Leraren en leerlingen
Wat hebben onderwijsgevenden die te maken hebben met pestende, agressieve of anderszins lastige leerlingen nu aan deze persoonlijke en misschien wat willekeurig aandoende excursie door het gedrag van apen en mensen? Kennis over het gedrag van dieren in hun natuurlijke omgeving is niet direct toepasbaar op menselijk gedrag in moderne samenlevingen. Wel kan een vergelijking op sommige punten de ogen openen en blikverruimend werken. Op zijn minst kunnen we ideeën die we opdoen door naar dieren te kijken toetsen aan menselijk gedrag. Door zijn evolutionaire voorgeschiedenis is ook de mens uitgerust met tal van emoties die aansluiten bij korte termijn beloningen. Via het proces van natuurlijke selectie hebben we erfelijke eigenschappen die ertoe bijgedragen hebben dat onze voorouders zich succesvol voortplantten. Dat geldt voor ons allemaal, en niet alleen voor pestende kinderen, agressieve voetbalvandalen en schietende of knuppelende politieagenten.

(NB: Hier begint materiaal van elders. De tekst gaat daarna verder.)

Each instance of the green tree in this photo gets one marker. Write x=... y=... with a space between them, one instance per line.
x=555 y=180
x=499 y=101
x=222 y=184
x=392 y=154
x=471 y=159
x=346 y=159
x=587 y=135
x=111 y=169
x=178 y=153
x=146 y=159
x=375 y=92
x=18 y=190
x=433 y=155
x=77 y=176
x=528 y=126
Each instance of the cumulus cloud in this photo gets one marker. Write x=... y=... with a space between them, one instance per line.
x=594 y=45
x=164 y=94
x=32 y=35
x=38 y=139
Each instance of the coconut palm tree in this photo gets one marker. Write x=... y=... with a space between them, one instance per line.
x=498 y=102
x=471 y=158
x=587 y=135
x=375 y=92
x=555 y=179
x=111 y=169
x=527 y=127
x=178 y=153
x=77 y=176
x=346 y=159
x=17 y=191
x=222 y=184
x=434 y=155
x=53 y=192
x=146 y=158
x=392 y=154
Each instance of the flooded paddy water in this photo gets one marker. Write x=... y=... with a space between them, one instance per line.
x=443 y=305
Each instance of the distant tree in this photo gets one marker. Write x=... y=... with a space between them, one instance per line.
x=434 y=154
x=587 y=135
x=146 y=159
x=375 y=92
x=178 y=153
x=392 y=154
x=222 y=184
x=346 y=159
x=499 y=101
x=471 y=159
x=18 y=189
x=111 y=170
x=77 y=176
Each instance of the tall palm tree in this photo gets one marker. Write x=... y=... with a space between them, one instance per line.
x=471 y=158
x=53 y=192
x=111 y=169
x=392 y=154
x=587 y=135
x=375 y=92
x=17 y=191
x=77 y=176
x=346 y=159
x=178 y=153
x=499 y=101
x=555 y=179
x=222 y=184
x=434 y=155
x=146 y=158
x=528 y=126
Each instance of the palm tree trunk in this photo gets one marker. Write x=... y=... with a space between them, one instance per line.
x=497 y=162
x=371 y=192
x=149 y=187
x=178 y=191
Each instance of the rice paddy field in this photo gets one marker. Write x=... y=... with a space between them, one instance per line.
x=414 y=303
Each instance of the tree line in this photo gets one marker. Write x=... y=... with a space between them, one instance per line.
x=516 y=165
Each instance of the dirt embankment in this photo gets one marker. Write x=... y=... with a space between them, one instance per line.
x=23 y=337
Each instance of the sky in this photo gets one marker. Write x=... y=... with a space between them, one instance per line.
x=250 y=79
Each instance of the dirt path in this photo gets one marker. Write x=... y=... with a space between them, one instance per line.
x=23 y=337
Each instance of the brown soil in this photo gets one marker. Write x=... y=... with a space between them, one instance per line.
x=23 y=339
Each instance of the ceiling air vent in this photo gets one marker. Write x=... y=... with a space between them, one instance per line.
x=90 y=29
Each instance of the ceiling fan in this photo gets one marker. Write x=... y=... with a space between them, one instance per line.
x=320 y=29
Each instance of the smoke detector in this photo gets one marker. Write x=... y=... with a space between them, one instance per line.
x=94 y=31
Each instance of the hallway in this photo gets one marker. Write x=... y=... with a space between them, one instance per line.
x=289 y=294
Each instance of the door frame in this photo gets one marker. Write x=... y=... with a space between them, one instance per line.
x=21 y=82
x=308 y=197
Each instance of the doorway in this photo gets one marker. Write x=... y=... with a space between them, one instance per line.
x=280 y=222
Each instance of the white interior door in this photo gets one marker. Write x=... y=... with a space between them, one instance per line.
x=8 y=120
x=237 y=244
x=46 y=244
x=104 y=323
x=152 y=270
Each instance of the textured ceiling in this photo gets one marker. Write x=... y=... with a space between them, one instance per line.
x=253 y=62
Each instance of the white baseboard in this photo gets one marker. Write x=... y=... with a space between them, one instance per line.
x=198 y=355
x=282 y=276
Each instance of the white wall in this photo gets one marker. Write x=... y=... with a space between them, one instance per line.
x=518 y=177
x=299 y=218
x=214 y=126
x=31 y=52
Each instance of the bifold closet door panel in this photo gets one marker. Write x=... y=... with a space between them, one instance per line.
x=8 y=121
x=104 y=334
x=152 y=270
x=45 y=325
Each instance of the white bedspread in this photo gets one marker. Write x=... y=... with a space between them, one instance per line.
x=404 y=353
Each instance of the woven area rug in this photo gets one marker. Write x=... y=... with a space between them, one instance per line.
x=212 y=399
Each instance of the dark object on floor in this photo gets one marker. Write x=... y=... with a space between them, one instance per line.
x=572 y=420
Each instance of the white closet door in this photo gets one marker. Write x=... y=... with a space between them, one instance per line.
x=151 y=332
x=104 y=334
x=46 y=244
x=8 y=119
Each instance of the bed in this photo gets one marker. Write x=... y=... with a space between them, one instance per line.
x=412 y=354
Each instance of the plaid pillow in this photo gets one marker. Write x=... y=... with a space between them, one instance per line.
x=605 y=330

Aan dat soort evolutionaire bespiegelingen heb je in de dagelijkse praktijk niet zo veel. Maar de verschillende onderzoeken laten ook zien hoe gedrag op korte termijn gereguleerd wordt. Dat biedt aanknopingspunten, zoals de benadering van het politieoptreden in lastige situaties laat zien. Het is goed om te beseffen dat het bij pesten, agressie en "lastig" gedrag steeds om een interactie gaat, waarbij beide partijen elkaar wederzijds beïnvloeden. Ieder heeft zijn aandeel in deze interactie en daarbij gaat het uiteraard niet alleen maar om wat mensen zeggen, maar ook om wat ze daadwerkelijk doen. Goed waarnemen en inzicht hebben in effecten van gedragingen. Als je begrijpt welke functie een gedrag als pesten vervult, maakt het dat mogelijk om er anders mee om te gaan: consequent zijn, bijvoorbeeld, en beseffen dat je eigen gezagspositie er om kan vragen uitgetest te worden. Ook lastige situaties in de klas zijn ongetwijfeld vaak varianten van een beperkt aantal thema's. Dat betekent dat je je erop voor kunt bereiden. Door je net als agenten in potentieel gevaarlijke situaties af te vragen: Wat is er aan de hand?, Wat wil ik bereiken? Mag ik dat? Kan ik dat? Hoe pak ik het aan? Niet in je eentje, maar samen met collega's. Bij de politie kan er nog heel veel verbeteren als het gaat om de intercollegiale communicatie over de aanpak van lastige situaties. Ik heb zelf ook een aantal jaren lesgegeven en heb het gevoel dat dat bij onderwijsgevenden niet veel anders is.
En tenslotte, in aansluiting op de ontwikkelingen in het biologisch gedragsonderzoek, kijk niet alleen naar de situaties die niet naar wens verlopen, maar richt je ook op de manier waarop mensen in staat zijn spanningen te reguleren, geweld te voorkomen en via verzoeningsprocessen beschadigde relaties te herstellen.